Frequently Asked Questions: Depositing Plasmids

1. Which plasmids should I deposit?

We welcome any plasmids or BioParts (in plasmid form) that you are willing to share with the scientific community. We encourage you to submit your plasmid along with the related publications for citation purposes.

2. Is there a fee to deposit my plasmid(s)?

Depositing is free. Pre-paid shipping labels will be provided to facilitate the material shipment.

3. What information is needed to submit a deposit?

When submitting a deposit, you will need the following information:

  • Basic lab information such as the principal investigator name and lab address.

  • Key plasmid information such as the function/purpose, vector backbone, cloning sites, resistance and selection markers, any genes or fusion proteins/tags, and the associated publication.

  • Contact information for the office or individual at your institute that handles outgoing material transfer agreements (MTAs). This is usually a Technology Transfer, Legal, Contracts, or Research Office.

4. How do I send my plasmids?

We will send you a pre-paid label to for your plasmid deposits. We ask that you send them in plasmid DNA form (a minimum of 4µg with concentrations no less than 100ng/µL). If you wish to send them via glycerol stocks, you will have to contact us to coordinate your shipment.

5. How can I submit multiple plasmids in one deposit?

If you are submitting 2-3 plasmids and have the necessary information on hand, you can simply deposit them through our online submission form. If you’re depositing 3 or more plasmids, we recommend you first fill out our plasmid information sheet and upload it instead.

6. Are there any restrictions on what kinds of plasmids I can submit?

At the moment we cannot accept viral packaging plasmids or plasmids that require Biosafety Level 3 (BSL-3) and above (BSL-3+).
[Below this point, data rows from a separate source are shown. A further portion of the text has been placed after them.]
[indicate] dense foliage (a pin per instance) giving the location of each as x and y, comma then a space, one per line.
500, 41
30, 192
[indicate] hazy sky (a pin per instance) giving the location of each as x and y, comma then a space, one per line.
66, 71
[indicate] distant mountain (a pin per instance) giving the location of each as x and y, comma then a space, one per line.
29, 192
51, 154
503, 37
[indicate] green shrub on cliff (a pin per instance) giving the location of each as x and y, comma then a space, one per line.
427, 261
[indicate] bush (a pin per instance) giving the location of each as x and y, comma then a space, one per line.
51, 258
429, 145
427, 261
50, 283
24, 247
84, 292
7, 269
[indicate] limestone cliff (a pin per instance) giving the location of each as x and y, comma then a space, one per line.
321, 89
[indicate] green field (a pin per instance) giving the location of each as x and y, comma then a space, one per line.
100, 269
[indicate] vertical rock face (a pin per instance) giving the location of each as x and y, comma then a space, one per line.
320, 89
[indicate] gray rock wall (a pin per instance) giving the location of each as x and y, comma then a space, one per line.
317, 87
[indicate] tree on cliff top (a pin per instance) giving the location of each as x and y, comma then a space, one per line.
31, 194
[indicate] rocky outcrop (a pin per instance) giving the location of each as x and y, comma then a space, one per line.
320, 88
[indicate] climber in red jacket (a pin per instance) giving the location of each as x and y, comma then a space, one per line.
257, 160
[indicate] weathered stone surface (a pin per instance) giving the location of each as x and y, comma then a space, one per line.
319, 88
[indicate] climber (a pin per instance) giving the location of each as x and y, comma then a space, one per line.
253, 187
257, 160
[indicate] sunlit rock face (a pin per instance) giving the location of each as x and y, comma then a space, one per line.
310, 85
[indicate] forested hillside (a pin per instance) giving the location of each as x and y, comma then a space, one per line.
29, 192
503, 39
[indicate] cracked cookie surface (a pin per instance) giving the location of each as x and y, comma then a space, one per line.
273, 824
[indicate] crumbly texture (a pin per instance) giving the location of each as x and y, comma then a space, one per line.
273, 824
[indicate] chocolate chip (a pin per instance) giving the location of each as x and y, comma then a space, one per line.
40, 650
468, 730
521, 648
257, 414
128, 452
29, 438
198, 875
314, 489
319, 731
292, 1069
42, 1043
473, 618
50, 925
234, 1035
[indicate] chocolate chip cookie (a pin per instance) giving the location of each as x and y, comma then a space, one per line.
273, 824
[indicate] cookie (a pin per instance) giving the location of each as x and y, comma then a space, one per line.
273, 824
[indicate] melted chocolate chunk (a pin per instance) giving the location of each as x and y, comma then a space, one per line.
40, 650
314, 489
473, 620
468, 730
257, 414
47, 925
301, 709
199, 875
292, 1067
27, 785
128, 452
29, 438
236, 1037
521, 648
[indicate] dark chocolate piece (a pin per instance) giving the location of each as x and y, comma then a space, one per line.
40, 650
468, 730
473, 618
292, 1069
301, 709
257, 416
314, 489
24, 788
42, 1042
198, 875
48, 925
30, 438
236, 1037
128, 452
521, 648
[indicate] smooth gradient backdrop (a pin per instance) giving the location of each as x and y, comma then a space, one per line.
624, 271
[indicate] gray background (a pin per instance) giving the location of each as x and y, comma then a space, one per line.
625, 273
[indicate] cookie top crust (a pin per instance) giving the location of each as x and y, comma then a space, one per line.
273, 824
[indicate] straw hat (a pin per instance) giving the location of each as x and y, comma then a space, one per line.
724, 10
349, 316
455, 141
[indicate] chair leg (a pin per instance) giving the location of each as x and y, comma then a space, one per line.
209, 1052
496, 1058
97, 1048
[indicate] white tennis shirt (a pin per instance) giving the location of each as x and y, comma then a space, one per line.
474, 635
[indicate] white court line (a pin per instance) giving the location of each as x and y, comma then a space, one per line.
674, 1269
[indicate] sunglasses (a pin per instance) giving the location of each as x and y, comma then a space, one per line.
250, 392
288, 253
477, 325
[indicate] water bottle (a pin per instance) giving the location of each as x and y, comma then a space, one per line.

7. What if my plasmids are unpublished?

We accept plasmids that are not published. We can store your plasmids until related article is published, then make them publicly available afterwards. If you wish to share your unpublished plasmids, your name and laboratory information will be listed for citation purposes.

8. What happens to my plasmids once I ship them?

When we receive your plasmids they undergo our quality control, including sequencing, to ensure they are as annotated. Once they pass quality control, they are securely stored in duplicate and available to the scientific community.

1. What is a Material Transfer Agreement (MTA)?

A Material Transfer Agreement is an agreement between the recipient and depositing institutions that governs the transfer of tangible research materials, when the recipient intends to use it for their own research purposes. The MTA defines the rights of the provider and the recipient in order to protect the intellectual property of the depositing institutes.

2. Why do we need a MTA to deposit a plasmid?

MTAs are an important part of the deposit process, as they protect the rights of the depositing institutes and prevents uncontrolled distribution of the plasmids. The materials shared on the MolecularCloud are for research use only to non-profit and academic researchers. All Intellectual Property is maintained by the provider (depositor).

3. What is the Uniform Biological Materials Transfer Agreement (UBMTA)?

The UBMTA is a model transfer agreement to facilitate the transfer of biological materials between organizations and institutions. It is a master agreement that was developed by the NIH to simplify transfers of biological research materials

4. How does the MTA process work when depositing a plasmid?
  • The TRANSFER AGREEMENT templates including, Materials Depository and Transfer Agreement and the Materials Transfer Agreement can be downloaded from our webpage, or email and we will send you the documents along with instructions.

    An authorized signature would be needed by your institution's Technology Transfer Office (TTO) or an authorized signatory. We will be glad to facilitate this process by communicating with your institution's TTO directly.

  • The MTA and related documents are sent back to the MolecularCloud and are fully executed.

  • Depositors then can send their plasmid(s) using the shipping labels provided by the MolecularCloud.

  • Once requestors order your plasmid, we will facilitate the MTA and the Implementing Letter signing process between you and the requesting institute.

5. Who is authorized to sign MTAs?

An authorized person that approves legal documents on behalf of your institution. Usually, a member of the Technology Transfer Office, Sponsored Research Administration, or General Counsel Office is authorized to sign the MTA. An academic Dean, head of department, or Principal Investigators if the aforementioned departments are not available.

6. Can we change/modify the terms of the MTA template?

Modification requests regarding all MTA templates can be discussed. Any modifications will need to be reviewed and approved by the legal teams of both parties before acceptance.